Deutschland hat seit Klose keinen Torjäger mehr

Eine große Problemstelle des deutschen Spiels ist das Sturmzentrum. Ob Max Morlock, Helmut Rahn, Uwe Seeler, Gerd Müller, Karl-Heinz Rummenigge, Klaus Fischer, Horst Hrubesch, Klaus Allofs, Rudi Völler, Jürgen Klinsmann oder als Letzter Miroslav Klose: Die DFB-Elf hatte immer internationale Spitzenstürmer. Seit Klose 2014 als WM-Rekordtorschütze seine Karriere beendet hat, ist das nicht mehr der Fall. Weder Mario Gomez noch Timo Werner haben nachhaltig überzeugt.

Miroslav Klose jubelt beim Sieg gegen Brasilien bei der WM 2014

Miroslav Klose war der letzte Topstürmer in der DFB-Elf.

Seit der Bundesliga-Saison 2011/12 wurden nur zweimal deutsche Spieler Torschützenkönig (Stefan Kießling und Alex Meier). Und auch im Nachwuchs gibt es wenige echte Torjäger. Youssoufa Moukoko braucht noch Zeit, um eine solche Rolle einnehmen zu können. Niclas Füllkrug hat gegen Spanien zwar bewiesen, dass er in wichtigen Spielen treffen kann, dennoch hat ihn Hansi Flick gegen Costa Rica nur von der Bank gebracht. Erfahrung auf dem höchsten Niveau hat er nicht.
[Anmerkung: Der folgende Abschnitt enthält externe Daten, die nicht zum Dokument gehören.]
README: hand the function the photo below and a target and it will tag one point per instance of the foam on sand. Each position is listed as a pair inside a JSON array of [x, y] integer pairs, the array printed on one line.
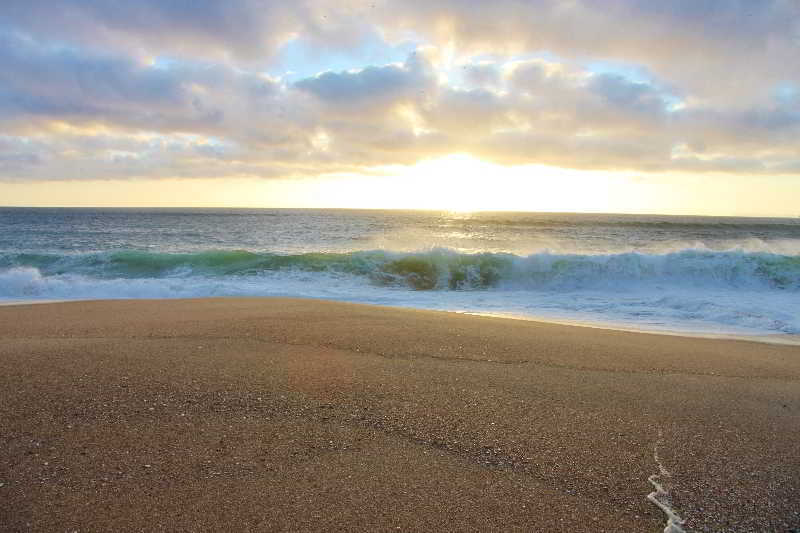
[[660, 496]]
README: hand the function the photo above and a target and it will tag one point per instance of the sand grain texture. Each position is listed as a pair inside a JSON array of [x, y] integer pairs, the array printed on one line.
[[293, 415]]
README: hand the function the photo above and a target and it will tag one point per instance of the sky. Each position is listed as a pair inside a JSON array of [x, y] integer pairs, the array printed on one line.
[[684, 106]]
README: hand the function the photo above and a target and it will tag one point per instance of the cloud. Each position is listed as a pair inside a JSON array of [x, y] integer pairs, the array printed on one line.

Deutschlands Defensive wackelt bei großen Turnieren

Deutschland fehlt es aber nicht nur im Sturm an Qualität, auch die Defensive bereitet seit Jahren Sorgen. In Katar hat die DFB-Elf in drei Spielen fünf Gegentore bekommen, vier davon gegen Japan und Costa Rica.
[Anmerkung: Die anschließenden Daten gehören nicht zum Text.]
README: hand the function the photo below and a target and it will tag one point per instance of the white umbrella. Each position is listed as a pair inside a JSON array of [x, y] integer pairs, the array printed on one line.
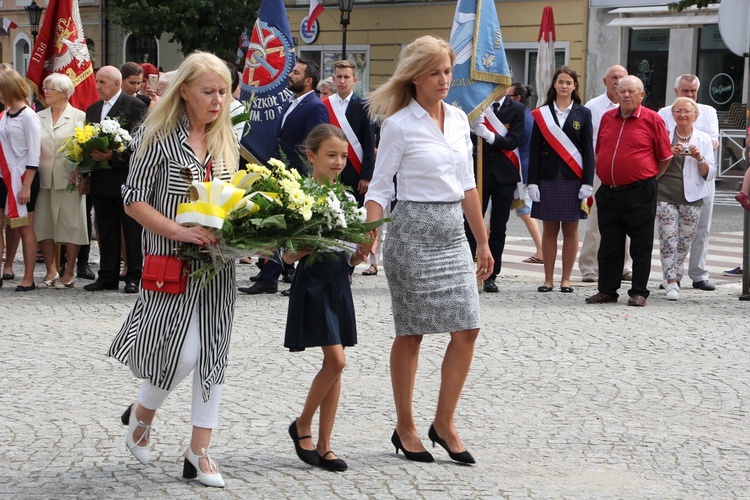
[[545, 60]]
Letztmals blieb Deutschland in einem Turnierspiel im Achtelfinale der Euro 2016 gegen die Slowakei ohne Gegentreffer (3:0-Sieg). Zum Vergleich: Auf dem Weg zum WM-Titel 2014 spielte die deutsche Elf vier mal zu null - gegen Portugal, die USA, Frankreich und Argentinien. Im gesamten Turnier ließ Deutschland nur vier Gegentreffer zu. Die starke Abwehr war die Basis des Triumphs. Spieler wie Mats Hummels und Jérôme Boateng in Bestform hat Deutschland, abgesehen vielleicht von Antonio Rüdiger, nicht mehr. Und auf den Außenverteidiger-Positionen fehlt es seit Jahren an höchster Qualität.

Flick will Trainer bleiben - Musiala macht Hoffnung

Auf die deutsche Nationalmannschaft warten also große Aufgaben. Hansi Flick hat einen Rücktritt bereits ausgeschlossen, ebenso DFB-Geschäftsführer Oliver Bierhoff und Kapitän Manuel Neuer. Thomas Müller hingegen deutete seinen Abschied an. Flick kündigte an, kritisch in die Analyse gehen zu wollen. Hoffnung macht vor allem der erfrischende Auftritt von Jamal Musiala, der als einer von wenigen Spielern in Katar überzeugt hat und dem beim DFB die Gegenwart und die Zukunft gehört.